Elle avait si peur qu'un hurlement gonfla sa poitrine, emplit sa gorge et qu'elle dut serrer les dents pour lui barrer le passage. Cette fois, l'homme était tout près... car c'était un homme, elle en était sûre à l'odeur.

Une masse s'abattit soudain sur son ventre, et elle poussa un hurlement qui dut retentir jusqu'au fond des cours. Le poids qui l'écrasait lui parut énorme, mais elle comprit bientôt qu'on cherchait à l'étrangler. Deux mains velues remontaient vers sa gorge, tâtaient son cou. Contre son visage elle sentait un souffle aigre, abominable. Elle se tordit sous l'homme pour dégager son cou, n'y parvint pas. Les mains allaient serrer, elles serraient déjà... Alors, poussée par l'instinct de conservation, par le désir farouche de vivre, elle leva son bras armé, le laissa retomber de toute sa force. La lame s'enfonça jusqu'à la garde dans un dos. Le corps qui écrasait le sien eut un soubresaut tandis qu'un cri bref échappait à l'homme. Mais les mains, privées de leurs forces, glissèrent lentement le long de son flanc, quelque chose de chaud et de poisseux coula lentement sur elle... La dague avait frappé juste. L'homme était mort d'un seul coup... Péniblement, claquant des dents tant elle avait eu peur, Catherine parvint à faire glisser le cadavre sur le côté. Au même moment, la porte du cachot s'ouvrit, deux hommes, dont l'un portait une torche, se précipitèrent et demeurèrent figés au spectacle de Catherine, couverte de sang et enchaînée, mais accroupie auprès d'un cadavre. Elle leva sur eux des yeux de somnambule, reconnut sans même s'en émouvoir Tristan l'Hermite et le bourreau Aycelin.

– Il a essayé de m'étrangler, fit-elle d'une voix sans timbre.
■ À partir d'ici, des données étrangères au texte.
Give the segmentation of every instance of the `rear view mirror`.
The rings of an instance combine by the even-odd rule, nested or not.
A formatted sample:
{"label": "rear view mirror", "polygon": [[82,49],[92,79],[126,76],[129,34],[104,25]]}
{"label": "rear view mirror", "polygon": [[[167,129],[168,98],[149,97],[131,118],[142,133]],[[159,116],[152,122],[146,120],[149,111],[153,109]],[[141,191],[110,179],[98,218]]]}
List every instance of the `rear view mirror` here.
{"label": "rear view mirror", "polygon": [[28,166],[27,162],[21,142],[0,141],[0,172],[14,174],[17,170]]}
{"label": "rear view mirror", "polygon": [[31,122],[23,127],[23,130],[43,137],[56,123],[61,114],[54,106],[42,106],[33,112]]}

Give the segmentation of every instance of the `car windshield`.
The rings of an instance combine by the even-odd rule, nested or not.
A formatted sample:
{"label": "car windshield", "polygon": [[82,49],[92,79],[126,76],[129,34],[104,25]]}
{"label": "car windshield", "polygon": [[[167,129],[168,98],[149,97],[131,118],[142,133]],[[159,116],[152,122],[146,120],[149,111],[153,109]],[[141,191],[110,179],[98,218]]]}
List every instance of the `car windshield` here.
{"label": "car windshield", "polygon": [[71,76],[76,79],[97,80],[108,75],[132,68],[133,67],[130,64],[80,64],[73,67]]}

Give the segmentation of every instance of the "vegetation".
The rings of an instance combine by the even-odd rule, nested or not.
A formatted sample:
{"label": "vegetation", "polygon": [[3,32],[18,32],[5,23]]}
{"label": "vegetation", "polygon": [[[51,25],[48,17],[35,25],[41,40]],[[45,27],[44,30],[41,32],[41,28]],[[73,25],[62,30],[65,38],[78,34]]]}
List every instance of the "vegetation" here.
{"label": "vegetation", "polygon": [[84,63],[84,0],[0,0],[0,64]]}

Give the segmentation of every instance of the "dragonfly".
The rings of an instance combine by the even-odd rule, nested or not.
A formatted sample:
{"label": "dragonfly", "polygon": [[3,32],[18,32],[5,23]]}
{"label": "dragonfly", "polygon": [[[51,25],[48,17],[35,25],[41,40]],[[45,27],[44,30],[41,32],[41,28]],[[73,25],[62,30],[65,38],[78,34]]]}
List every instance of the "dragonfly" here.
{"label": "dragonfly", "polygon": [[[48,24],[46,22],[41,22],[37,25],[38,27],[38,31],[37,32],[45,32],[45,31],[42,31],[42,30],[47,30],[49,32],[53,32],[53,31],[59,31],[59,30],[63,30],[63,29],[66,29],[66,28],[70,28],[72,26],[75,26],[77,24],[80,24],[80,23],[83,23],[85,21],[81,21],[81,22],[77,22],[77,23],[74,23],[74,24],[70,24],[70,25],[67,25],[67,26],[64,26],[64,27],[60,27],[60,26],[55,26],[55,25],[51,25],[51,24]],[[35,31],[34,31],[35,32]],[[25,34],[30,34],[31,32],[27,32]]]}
Je l'ai tué.

– Grâces soient rendues à Dieu ! marmotta Tristan qui était pâle comme la mort. J'ai eu peur d'arriver trop tard.

Puis, plus haut et se tournant vers son compagnon qui, stupide, regardait Catherine avec une sorte d'effroi :

– Tu te souviens des ordres de Monseigneur ? Tu devais répondre de la vie de cette femme sur la tienne.
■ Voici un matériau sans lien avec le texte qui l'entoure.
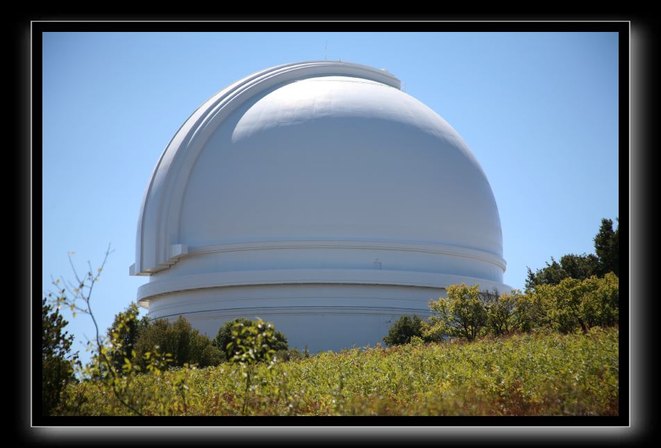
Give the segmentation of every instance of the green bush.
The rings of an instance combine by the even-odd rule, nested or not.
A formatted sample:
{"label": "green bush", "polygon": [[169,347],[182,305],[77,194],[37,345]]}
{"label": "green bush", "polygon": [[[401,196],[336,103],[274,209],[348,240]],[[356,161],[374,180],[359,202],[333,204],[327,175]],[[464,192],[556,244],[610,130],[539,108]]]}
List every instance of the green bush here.
{"label": "green bush", "polygon": [[49,415],[60,404],[62,390],[75,381],[74,366],[78,352],[72,354],[73,335],[64,328],[67,322],[57,307],[42,301],[42,411]]}
{"label": "green bush", "polygon": [[389,346],[408,344],[413,336],[422,338],[422,320],[418,315],[400,316],[390,326],[388,335],[383,338],[383,342]]}
{"label": "green bush", "polygon": [[608,326],[619,320],[619,290],[612,272],[603,278],[565,279],[558,285],[538,285],[530,293],[542,304],[546,324],[557,331],[584,332],[593,326]]}
{"label": "green bush", "polygon": [[209,338],[193,329],[182,316],[174,322],[159,319],[140,331],[135,343],[135,359],[143,370],[147,365],[144,354],[155,349],[171,354],[174,365],[178,367],[196,364],[203,367],[217,365],[222,361],[222,354],[212,346]]}
{"label": "green bush", "polygon": [[[216,337],[213,338],[212,343],[222,352],[224,358],[229,360],[233,356],[233,352],[228,349],[227,345],[232,342],[232,328],[235,324],[242,324],[243,325],[250,326],[255,321],[246,319],[245,317],[237,317],[233,320],[225,322],[218,329]],[[287,342],[287,338],[281,331],[274,331],[274,339],[271,342],[270,348],[275,351],[288,350],[289,344]]]}
{"label": "green bush", "polygon": [[[145,415],[617,415],[619,362],[617,328],[594,328],[256,363],[247,388],[234,363],[140,374],[128,392]],[[79,415],[131,414],[102,381],[62,399],[81,395]]]}
{"label": "green bush", "polygon": [[138,319],[140,310],[135,302],[115,315],[112,324],[106,331],[109,341],[108,357],[117,372],[122,372],[124,359],[131,359],[140,333],[149,326],[149,319]]}
{"label": "green bush", "polygon": [[480,285],[450,285],[446,297],[429,302],[433,314],[425,336],[465,338],[471,341],[483,334],[487,322],[487,307],[480,296]]}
L'homme devint gris et leva sur Tristan des yeux qui s'affolaient.

– Oui, messire. Je... je me souviens.

Heureusement pour toi que je suis arrivé. Emporte cette charogne et arrange-toi pour t'en débarrasser discrètement. Ainsi, comme il n'y a que toi, moi... et elle à être au courant, personne ne saura rien. Tu n'as pas de mal, femme ?

Catherine fit signe que non. Aycelin s'était baissé et, à grand-peine malgré sa force, soulevait le corps inerte de l'assassin qu'il chargeait sur son épaule.

– Je vais le jeter dans l'oubliette, dit-il. C'est tout près.

– Dépêche-toi... Je t'attends

Il sortit avec son fardeau, jetant au Flamand un regard plein de reconnaissance, et ne prit pas la peine de refermer la porte. Aussitôt qu'il eut disparu Tristan se pencha vers Catherine.

– Vite, nous n'avons pas beaucoup de temps. Je venais parler avec Sara comme je le fais presque chaque soir par le soupirail quand j'ai vu cet homme, l'un des valets de la dame de La Trémoille, qui se glissait dans la prison. J'ai senti, d'instinct, ce qui allait se passer. Je l'ai suivi. Cette livrée est un sauf-conduit... Et puis, je vous ai entendue crier et j'ai couru...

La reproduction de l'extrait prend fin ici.